Sein Weg führte ihn in mehreren Etappen in die Wüste, wo er in Gräbern und Ruinen hauste. Dort habe er, so wird weiter berichtet, seine Tage damit zugebracht, zu beten und über Bibelpassagen nachzudenken sowie seinen Körper durch harte Askese zu disziplinieren. Dieses psychische wie physische Training habe ihn dazu in die Lage versetzt, sich erfolgreich gegen die Anfechtungen zu verteidigen, mit denen der Teufel und seine Dämonen ihn bedrängt hätten. Die Vita Antonii beschreibt diese Anfechtungen als Auseinandersetzungen darum, wer den Ort kontrolliere, an dem sich Antonius aufgehalten habe, weil der Heilige und die Dämonen dort nicht gemeinsam Platz gefunden hätten. Trotz dieses gezielten Rückzugs in die Einsamkeit sei Antonius nach einigen Jahren wieder vermehrt mit anderen Menschen in Kontakt gekommen. Einerseits hätten sich jüngere Einsiedler dem älteren Eremiten angeschlossen, um nach seinem Vorbild und nach seinen Weisungen zu leben, andererseits habe er sich in die innerchristlichen Auseinandersetzungen des 4. Jahrhunderts eingemischt – ehe er hoch geehrt gestorben sei. Durch die Lebensbeschreibung, die der alexandrinische Bischof Athanasius bald nach Antonius’ Tod verfasste und die rasch in einer lateinischen Übersetzung im Westen Verbreitung fand, wurde der Einsiedler und »Altvater« (= abbas) Antonius zur wohl wichtigsten Gründerfigur des mittelalterlichen Mönchtums. Sein Modell, sich aus der Welt in die Wüste, in den éremos, zurückzuziehen, um dort in strenger Askese unter beständiger Meditation an einem Ort auszuharren und den Anfechtungen zu widerstehen, stand an der Wiege des christlichen Mönchtums im eigentlichen Sinne. Als »Reglement« des eremitischen Lebens begegnet hier – neben der Orientierung an der Bibel – die Autorität eines erfahrenden Einsiedlers, der jüngeren Schülern als Vorbild dient und sie mit individuellen Mahnungen berät.

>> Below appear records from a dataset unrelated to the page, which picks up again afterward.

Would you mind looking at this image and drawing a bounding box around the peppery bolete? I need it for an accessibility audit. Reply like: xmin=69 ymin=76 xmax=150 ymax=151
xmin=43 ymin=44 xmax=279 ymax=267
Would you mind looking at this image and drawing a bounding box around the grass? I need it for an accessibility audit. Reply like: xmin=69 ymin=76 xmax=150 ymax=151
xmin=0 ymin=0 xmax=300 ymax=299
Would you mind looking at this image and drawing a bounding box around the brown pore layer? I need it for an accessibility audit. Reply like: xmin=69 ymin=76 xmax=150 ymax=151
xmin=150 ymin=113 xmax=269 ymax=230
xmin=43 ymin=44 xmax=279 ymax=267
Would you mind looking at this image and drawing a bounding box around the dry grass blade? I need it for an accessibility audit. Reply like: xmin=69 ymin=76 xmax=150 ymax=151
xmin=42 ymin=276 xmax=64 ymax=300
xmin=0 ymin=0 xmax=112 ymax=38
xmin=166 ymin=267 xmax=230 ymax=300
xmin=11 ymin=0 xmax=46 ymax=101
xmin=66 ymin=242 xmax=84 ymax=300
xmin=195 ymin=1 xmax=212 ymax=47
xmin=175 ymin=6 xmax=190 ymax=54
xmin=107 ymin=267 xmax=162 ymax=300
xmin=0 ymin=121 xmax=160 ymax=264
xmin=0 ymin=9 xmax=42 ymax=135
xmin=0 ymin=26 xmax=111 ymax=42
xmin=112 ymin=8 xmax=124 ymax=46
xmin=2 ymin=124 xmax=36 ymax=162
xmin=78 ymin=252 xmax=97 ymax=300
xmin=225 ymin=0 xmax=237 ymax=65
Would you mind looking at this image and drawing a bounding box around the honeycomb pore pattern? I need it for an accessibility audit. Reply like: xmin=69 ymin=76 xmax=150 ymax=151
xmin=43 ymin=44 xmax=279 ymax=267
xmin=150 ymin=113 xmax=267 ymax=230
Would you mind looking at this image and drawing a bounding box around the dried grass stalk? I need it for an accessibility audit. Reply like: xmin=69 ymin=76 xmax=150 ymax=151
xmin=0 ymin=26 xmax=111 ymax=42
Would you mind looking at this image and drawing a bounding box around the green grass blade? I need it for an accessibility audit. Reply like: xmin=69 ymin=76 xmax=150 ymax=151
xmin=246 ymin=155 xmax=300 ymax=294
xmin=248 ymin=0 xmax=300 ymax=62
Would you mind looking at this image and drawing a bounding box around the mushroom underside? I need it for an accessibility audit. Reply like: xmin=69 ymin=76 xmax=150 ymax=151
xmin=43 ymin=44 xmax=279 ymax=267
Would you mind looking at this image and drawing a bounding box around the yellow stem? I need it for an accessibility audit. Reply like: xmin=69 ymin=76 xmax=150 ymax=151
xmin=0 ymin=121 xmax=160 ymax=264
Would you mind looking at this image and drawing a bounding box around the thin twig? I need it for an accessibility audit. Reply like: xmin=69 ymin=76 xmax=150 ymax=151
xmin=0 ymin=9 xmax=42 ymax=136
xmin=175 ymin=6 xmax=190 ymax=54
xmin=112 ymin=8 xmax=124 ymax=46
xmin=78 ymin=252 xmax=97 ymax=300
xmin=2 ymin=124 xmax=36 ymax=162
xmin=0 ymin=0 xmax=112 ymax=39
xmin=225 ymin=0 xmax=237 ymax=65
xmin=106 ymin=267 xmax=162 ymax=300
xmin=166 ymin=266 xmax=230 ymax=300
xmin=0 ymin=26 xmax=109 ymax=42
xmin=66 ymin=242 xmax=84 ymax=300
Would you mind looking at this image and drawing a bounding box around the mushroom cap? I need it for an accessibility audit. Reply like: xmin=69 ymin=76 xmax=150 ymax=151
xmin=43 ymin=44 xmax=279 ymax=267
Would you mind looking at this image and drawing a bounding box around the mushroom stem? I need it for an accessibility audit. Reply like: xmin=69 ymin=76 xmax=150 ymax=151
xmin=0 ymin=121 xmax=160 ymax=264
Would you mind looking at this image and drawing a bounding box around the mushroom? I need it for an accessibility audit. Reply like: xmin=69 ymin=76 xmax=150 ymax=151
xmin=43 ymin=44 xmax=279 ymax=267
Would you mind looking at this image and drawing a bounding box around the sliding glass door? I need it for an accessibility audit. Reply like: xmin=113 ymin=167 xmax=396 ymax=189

Pachomius und das Zönobitentum
Die zweite Gründungsfigur des ägyptischen Mönchtums, Pachomius († 346/7), steht für die Entstehung von Klöstern, in denen die sogenannten Zönobiten ein streng reglementiertes Gemeinschaftsleben führten. Nach seiner Vita soll Pachomius, ein Sohn nichtchristlicher Eltern, erst nach Beendigung seiner Militärzeit zum Christentum konvertiert sein. Ähnlich wie Antonius habe er sich dann einem erfahrenen Eremiten angeschlossen, der ihn in das asketische Leben der Wüste eingeführt habe. Dauerhafte Bedeutung gewann Pachomius jedoch erst dadurch, dass er gegen 320 dem monastischen Leben mit den ersten Klöstern eine neue institutionelle Form gab. Die Vita des Pachomius sowie die unter seinem Namen überlieferten Bestimmungen zum klösterlichen Alltag lassen Grundzüge dieser neuen Institution erkennen, die sowohl für die Benediktsregel als auch für andere Traditionen des christlichen Mönchtums prägend werden sollten. Im Zentrum stand das Bemühen, in einem von der Welt durch eine Mauer abgetrennten Bereich ein möglichst vollkommenes Leben zu führen, das den Weg zum ewigen Heil ebnen sollte. Durch die Gemeinschaft Gleichgesinnter, so die Erwartung, sei es möglich, nach dem Vorbild der Jerusalemer Urgemeinde zu leben, wie es die Apostelgeschichte (Apg 4) schildert. So sollten viele Asketen ihre Lebensentwürfe verwirklichen können, weil sie unter der strengen Aufsicht von Vorgesetzten standen, die Fehlverhalten korrigierten. Die Hierarchie im Kloster diente allerdings nicht nur der Aufrechterhaltung der Autorität des Abts und des weiteren Leitungspersonals, sondern auch dem Kampf gegen den Eigenwillen – ein im frühen Mönchtum breit...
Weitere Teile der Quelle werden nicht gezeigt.